Comme on demandait à Diogène le cynique pourquoi les gens faisaient l’aumône aux mendiants et non aux philosophes, il répondit : « Parce qu’ils craignent de devenir un jour boiteux et aveugles, mais ne craignent pas de devenir philosophe ».

À Corinthe, Alexandre-le-Grand à qui l’on présentait le célèbre clochard-philosophe, lui dit : « Demande-moi ce que tu veux, je te le donnerai ». Diogène lui répondit du tac au tac: « Ôte-toi de mon soleil ».

Le même Alexandre avoua un jour : « Si je n’étais Alexandre, je voudrais être Diogène ».


[1] Ville d’Asie Mineure sur la côte S.-E. du Pont-Euxin, au sud de la Chersonèse, à l’est d’Héraclée, vieille colonie de Milet, qui fonda à son tour Trébizonde, lors de la grande période colonisatrice du IIIe siècle.
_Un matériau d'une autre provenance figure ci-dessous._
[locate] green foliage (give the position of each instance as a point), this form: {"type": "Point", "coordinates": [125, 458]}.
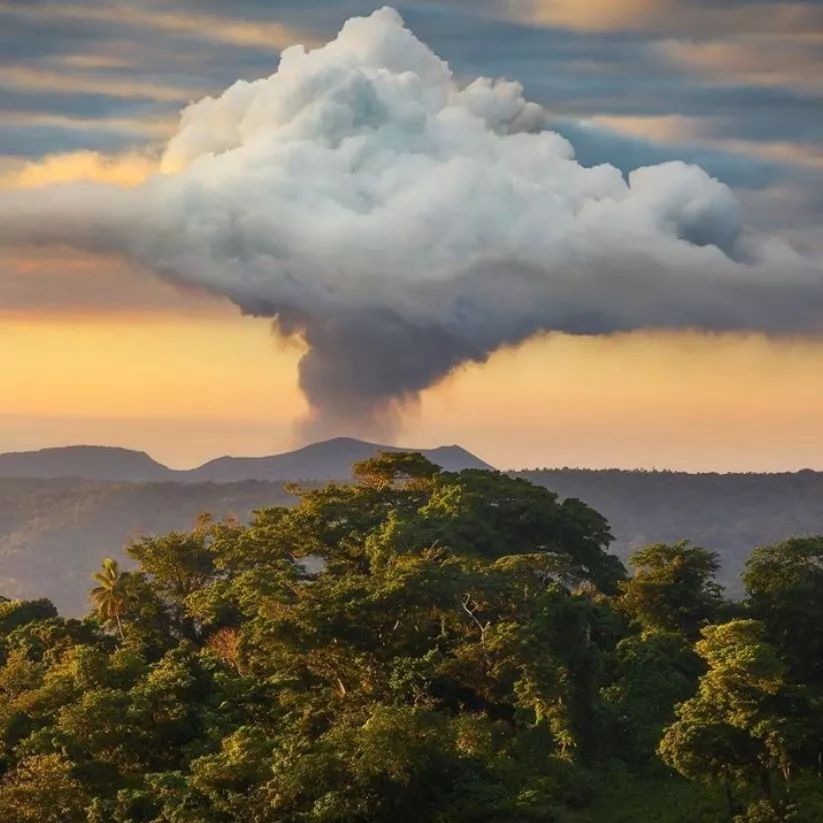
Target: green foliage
{"type": "Point", "coordinates": [415, 646]}
{"type": "Point", "coordinates": [673, 588]}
[2] cf. Théophraste, le Mégarique

[3] Le portique de Zeus était situé à l’ouest de l’agora.

[4] cf. Athénodore, magistrat d’Athènes, l’orateur Polyeucte, et Lysanias, fils d’Aischrion

[5] Le Métroon ou temple de la mère était consacré à Cybèle, mère des dieux. Il contenait les archives de la cité, et était dans la ville, hors de l’Acropole.

[6] Jeu de mots difficilement traduisible, sur des paronymes grecs : école et bile d’une part, et enseignement et perte de temps d’autre part.